Public school teachers worry for their profession under a Trump presidency

The president-elect has called teachers “stupid.”

CREDIT: iStockPhoto
CREDIT: iStockPhoto

President-elect Donald Trump once called teachers “stupid” and sharply criticized teachers unions. Members of his family have minimized sexual harassment and suggested that teaching kindergarten would be a good job for someone who does not “belong in the workforce.” Now he is preparing to take over the U.S. Department of Education, and many teachers are worried about the consequences for their jobs.

Throughout his campaign, Trump offered scant details on how he would try to steer federal education policy. But he has hinted that major cuts could be coming to the Department of Education, and he has a long track record of making dismissive or demeaning comments about teachers.

Trump said teachers had very little intelligence in a 1997 legal deposition.

“I assumed that the people essentially teaching the kids were not stupid. They turned out to be very stupid,” Trump said.

He also wrote in The Art of The Deal that he once hit his music teacher for “not knowing anything about music.” In his 2000 book, The America We Deserve, he suggested that teachers unions are harmful to the public education system. He wrote:

Defenders of the status quo insist that parental choice means the end of public schools. Let’s look at the facts. Right now, nine of ten children attend public schools. … When teachers’ unions say even the most minuscule program allowing school choice is a mortal threat, they’re saying: If we aren’t allowed to keep 90% of the market, we can’t survive.

His son Donald Trump, Jr. echoed his father’s comments last summer and said Democrats care more about saving teachers’ jobs than they do about providing students a good education. During a a 2013 appearance on the radio show Opie and Anthony, Trump, Jr. also suggested that teaching kindergarten was a job for women who weren’t tough enough to deal with sexual harassment in other workplaces.

“If you can’t handle some of the basic stuff that’s become a problem in the workforce today, then you don’t belong in the workforce. Like, you should go maybe teach kindergarten,” Trump, Jr. said.

His remarks implied that kindergarten teachers don’t get harassed, that women should just learn to live with sexual harassment in the workplace, and that being a kindergarten teacher is not a real job, Madeline Will wrote in Education Week.

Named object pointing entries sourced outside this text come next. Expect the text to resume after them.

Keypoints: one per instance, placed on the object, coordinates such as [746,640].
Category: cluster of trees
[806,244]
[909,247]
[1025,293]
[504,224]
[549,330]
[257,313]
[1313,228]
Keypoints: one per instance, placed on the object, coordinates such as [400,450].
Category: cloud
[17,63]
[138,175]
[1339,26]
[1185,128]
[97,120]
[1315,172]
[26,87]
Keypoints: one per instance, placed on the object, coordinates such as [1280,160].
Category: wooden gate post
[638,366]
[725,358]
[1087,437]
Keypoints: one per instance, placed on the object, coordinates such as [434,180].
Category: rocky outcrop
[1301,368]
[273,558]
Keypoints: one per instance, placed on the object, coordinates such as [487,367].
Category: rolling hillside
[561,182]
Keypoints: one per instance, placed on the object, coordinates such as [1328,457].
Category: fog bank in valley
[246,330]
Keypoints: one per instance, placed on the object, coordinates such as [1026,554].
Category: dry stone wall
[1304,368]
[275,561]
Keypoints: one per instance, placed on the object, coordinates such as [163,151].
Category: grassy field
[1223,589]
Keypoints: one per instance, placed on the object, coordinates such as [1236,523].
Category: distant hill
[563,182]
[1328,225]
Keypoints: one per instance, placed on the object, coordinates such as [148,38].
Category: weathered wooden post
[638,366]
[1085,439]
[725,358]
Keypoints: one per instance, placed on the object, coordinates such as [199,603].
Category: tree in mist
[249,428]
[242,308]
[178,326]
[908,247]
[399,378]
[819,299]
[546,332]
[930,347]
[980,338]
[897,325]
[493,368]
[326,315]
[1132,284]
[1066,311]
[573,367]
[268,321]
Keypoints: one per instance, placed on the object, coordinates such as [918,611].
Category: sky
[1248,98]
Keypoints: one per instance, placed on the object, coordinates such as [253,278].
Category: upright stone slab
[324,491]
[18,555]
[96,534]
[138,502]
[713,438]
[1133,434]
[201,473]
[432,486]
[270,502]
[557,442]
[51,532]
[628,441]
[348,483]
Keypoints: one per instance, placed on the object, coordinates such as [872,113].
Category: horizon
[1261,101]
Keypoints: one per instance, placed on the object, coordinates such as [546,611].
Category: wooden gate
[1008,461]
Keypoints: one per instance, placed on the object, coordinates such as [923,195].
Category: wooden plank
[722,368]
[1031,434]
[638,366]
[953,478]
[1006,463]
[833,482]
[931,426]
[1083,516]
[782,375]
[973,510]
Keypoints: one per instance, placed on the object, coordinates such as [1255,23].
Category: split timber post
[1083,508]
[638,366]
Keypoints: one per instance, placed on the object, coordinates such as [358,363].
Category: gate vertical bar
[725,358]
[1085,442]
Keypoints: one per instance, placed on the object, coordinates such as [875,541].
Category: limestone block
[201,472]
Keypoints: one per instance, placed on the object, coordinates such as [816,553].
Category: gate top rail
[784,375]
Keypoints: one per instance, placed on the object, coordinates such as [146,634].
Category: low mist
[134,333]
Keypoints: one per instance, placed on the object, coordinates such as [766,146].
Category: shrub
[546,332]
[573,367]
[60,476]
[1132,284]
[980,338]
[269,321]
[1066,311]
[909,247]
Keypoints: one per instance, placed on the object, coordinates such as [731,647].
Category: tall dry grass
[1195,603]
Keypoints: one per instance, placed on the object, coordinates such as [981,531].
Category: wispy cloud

Jose Vilson, a middle school math educator in the Inwood/Washington Heights neighborhood of New York City, said he is worried about how the Trump administration will affect the teaching profession, given the fact that Trump has a poor record of working with both unions and women. Seventy-six percent of public school teachers are women.

“Even though Trump talks forcefully about building infrastructure, he also leaves a legacy of minimizing, if not decimating, union work around him,” Vilson said. “Given Trump’s record with workers and women, he probably wouldn’t want to lavish teachers with larger salaries either.”

Vilson also said Trump’s support of school vouchers doesn’t bode well for any growth in the prestige of public school teachers.

This would be a significant change from the increasingly positive attitude about teachers coming from the White House. Although the Obama administration has clashed with teachers unions in the past over issues like accountability measures, such as models for teacher evaluations, and standardized testing, over the last year it has made significant efforts to boost working conditions in the industry.

After John King stepped into the role of acting education secretary last fall (he was officially confirmed in March), he has paid considerably more attention to the effects of poverty, trauma, and school discipline on students’ experiences in schools. Under his guidance, the Department of Education released guidance to schools on how administrators and teachers should respond to these issues; it has also hosted forums for educators and other experts to discuss solutions.

The department also launched an initiative designed to improve the teaching profession. In February, the department pitched a $1 billion plan to increase pay, create better working conditions, and improve professional development for teachers. The competitive grant program is called “The Best Job in the World.”

Given Trump’s statements about teachers, it’s unclear if the Best Jobs in The World program would remain in place. State lawmakers could also be influenced by Trump’s anti-teacher rhetoric and decide not to pursue teacher pay raises or other reforms that would improve working conditions for teachers.

Under Trump’s school voucher plan, the work of public school teachers would be devalued further, said Vilson.

“Respect and prestige would most likely get worse,” Vilson said.

The message Trump is sending public school teachers through the voucher plan is clear: The public school system doesn’t deserve any more support.